The Great Depression of the 1930’s has been very thoroughly gone over in the literature and there would be no need to mention it here except that it is necessary to describe it in terms of the concepts presented in these posts and to link it with the present day.

Consider the case of the industrialised nations in the early 1930’s, and fifty years later.

There is an achievable optimum relationship of wages to net-throughput (Tn). Wages rose more slowly than Tn for years after the First World War, so that wages came to be too small a fraction of Tn.

However, a sustained “boom” of rapidly increasing throughput, enabled by new technology whose development had been stimulated by the war, caused rising expectations and a high level of confidence. These factors combined with the wage deficiency to give rise to excessive private borrowing and unsound speculation in an attempt to close the gap between cash income and desired purchasing power.

With too little money flowing through the wages channel, a spurious effect was created where money flowing through the consumer spending channel was more nearly sufficient in proportion to the other channels. The catch was that too much of this money that should have been wages was lent and had to be given back, with interest.

Businesses borrowed excessively too, not because their profits were too low, but because of the other two factors: expectations and confidence.

Eventually a point arrived where business and consumers’ debt was so excessive a fraction of expenditure, and stocks and shares were so hugely overpriced, that the whole distorted structure crashed and collapsed.

A realisation that stocks and shares were grossly overvalued led to a selling panic that could not be stopped before near rock-bottom. Much of this stock had been bought on “margin”, a form of buy now, pay later. This added to the huge load of debt that could not now be paid back.

Over-borrowing had been accompanied by over-lending, caused by the same high expectations and buoyant confidence. So banks found themselves with so much bad debt as to cause the loss of savings and of accumulated profits.

Where did the money go? Much of it didn’t exist. The collapse of 1929 stripped away the spurious apparent proportionate flows of money through the various channels and left the bare reality – too little money in the consumer spending channel, too much idle money not being borrowed or spent.

With people and businesses unwilling and in any case unable to borrow, very much inclined to save, and wages being generally too low compared to the value of work performed in exchange for them, there was downward pressure on prices.

This led to a drop in throughput, due to the operation of other variables that require goods and services to command a certain minimum money price to make their structuring worthwhile.

The falling throughput led to rising unemployment, further reducing aggregate demand and throughput itself. The throughput level is not, as currently believed, the sole determinant of the unemployment rate, but under the conditions of the Great Depression it was a major determinant.
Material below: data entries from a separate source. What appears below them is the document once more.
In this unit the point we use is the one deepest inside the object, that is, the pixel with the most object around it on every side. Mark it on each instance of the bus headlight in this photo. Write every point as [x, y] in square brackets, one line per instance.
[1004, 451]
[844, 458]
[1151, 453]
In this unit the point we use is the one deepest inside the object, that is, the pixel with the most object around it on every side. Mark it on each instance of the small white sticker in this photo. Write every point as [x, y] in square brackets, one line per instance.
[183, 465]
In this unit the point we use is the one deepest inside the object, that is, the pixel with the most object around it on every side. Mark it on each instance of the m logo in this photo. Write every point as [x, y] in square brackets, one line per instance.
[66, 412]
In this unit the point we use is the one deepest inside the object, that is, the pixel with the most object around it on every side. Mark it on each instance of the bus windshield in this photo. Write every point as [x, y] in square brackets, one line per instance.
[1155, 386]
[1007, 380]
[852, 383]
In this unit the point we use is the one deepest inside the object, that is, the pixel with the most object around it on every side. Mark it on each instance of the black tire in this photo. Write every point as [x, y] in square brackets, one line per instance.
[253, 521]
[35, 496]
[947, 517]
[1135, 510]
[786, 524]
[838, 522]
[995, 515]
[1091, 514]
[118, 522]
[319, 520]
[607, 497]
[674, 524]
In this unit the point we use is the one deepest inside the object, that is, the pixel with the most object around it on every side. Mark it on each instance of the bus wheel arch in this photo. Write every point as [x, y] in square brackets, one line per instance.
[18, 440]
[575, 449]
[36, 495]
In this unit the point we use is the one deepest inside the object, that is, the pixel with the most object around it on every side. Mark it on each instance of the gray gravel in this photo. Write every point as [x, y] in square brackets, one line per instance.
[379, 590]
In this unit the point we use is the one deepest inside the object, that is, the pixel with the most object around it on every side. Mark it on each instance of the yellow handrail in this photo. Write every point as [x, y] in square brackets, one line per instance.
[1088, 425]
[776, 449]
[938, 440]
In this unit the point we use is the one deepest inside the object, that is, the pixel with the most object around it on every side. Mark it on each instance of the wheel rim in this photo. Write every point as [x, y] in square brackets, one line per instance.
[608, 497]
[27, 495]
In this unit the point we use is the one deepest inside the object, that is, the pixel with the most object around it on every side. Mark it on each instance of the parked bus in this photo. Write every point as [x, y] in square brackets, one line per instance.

An equilibrium was reached at a high level of unemployment, a low throughput rate not tending to increase, and wages for much of the working population not far above subsistence level.

Meanwhile, too much money had been flowing into the savings channel – not because profits and savings were extraordinarily high, but because the rate of saving and profit accumulation was higher than the rate of lending for business investment, government spending, and private consumption.

“Boom” conditions and high confidence make people more inclined to borrow, and banks more inclined to lend, in the latter case even to a greater extent than their available funds would justify; while in Depression conditions, people are more inclined to save, even if this means scrimping on necessities; and banks are less inclined to lend, even if they are well funded.

Governments were committed to the idea of balanced or surplus budgets as the road to economic health, and were not willing to borrow. Business borrowing for investment was low, in line with the low marginal efficiency of capital.

At that time, there was in conventional terms “under-consumption”. Put another way, there was a mismatch between two links of the throughput chain, between structuring of wealth into goods and services and the subsequent use and degradation of these.

Of course the goods and services were not in general being structured faster than they were being consumed; the point was that the rate of consumption that aggregate demand made possible was lower than the rate of structuring of goods and services that available workforce, technology, loanable funds, and resources wealth made possible.

In the equilibrium state mentioned earlier, purchasing power was just sufficient to buy the goods and services being structured at prices just sufficient to keep them being made.

It was necessary to transfer money across economic channels, to free idle money piled up in banks, and place it in the hands of consumers to set idle hands to work preparing goods and services for market. But this had to be done not by lending the money to consumers as a debt to spend now and pay back later with interest, rather by providing the money as wages to spend as one’s own money.

J.M.Keynes in his “General Theory” suggested that the money tied up in banks could be put in bottles and buried down derelict mines, after which the unemployed could be put to work digging it up.. Their spending it would boost economic activity and lower unemployment.

The bizarre nature of this scheme would make it unacceptable as policy, but in the conditions of the Great Depression it would probably have achieved the desired result.

The task was to find a scheme equivalent in substance and effect, which had a more acceptable form.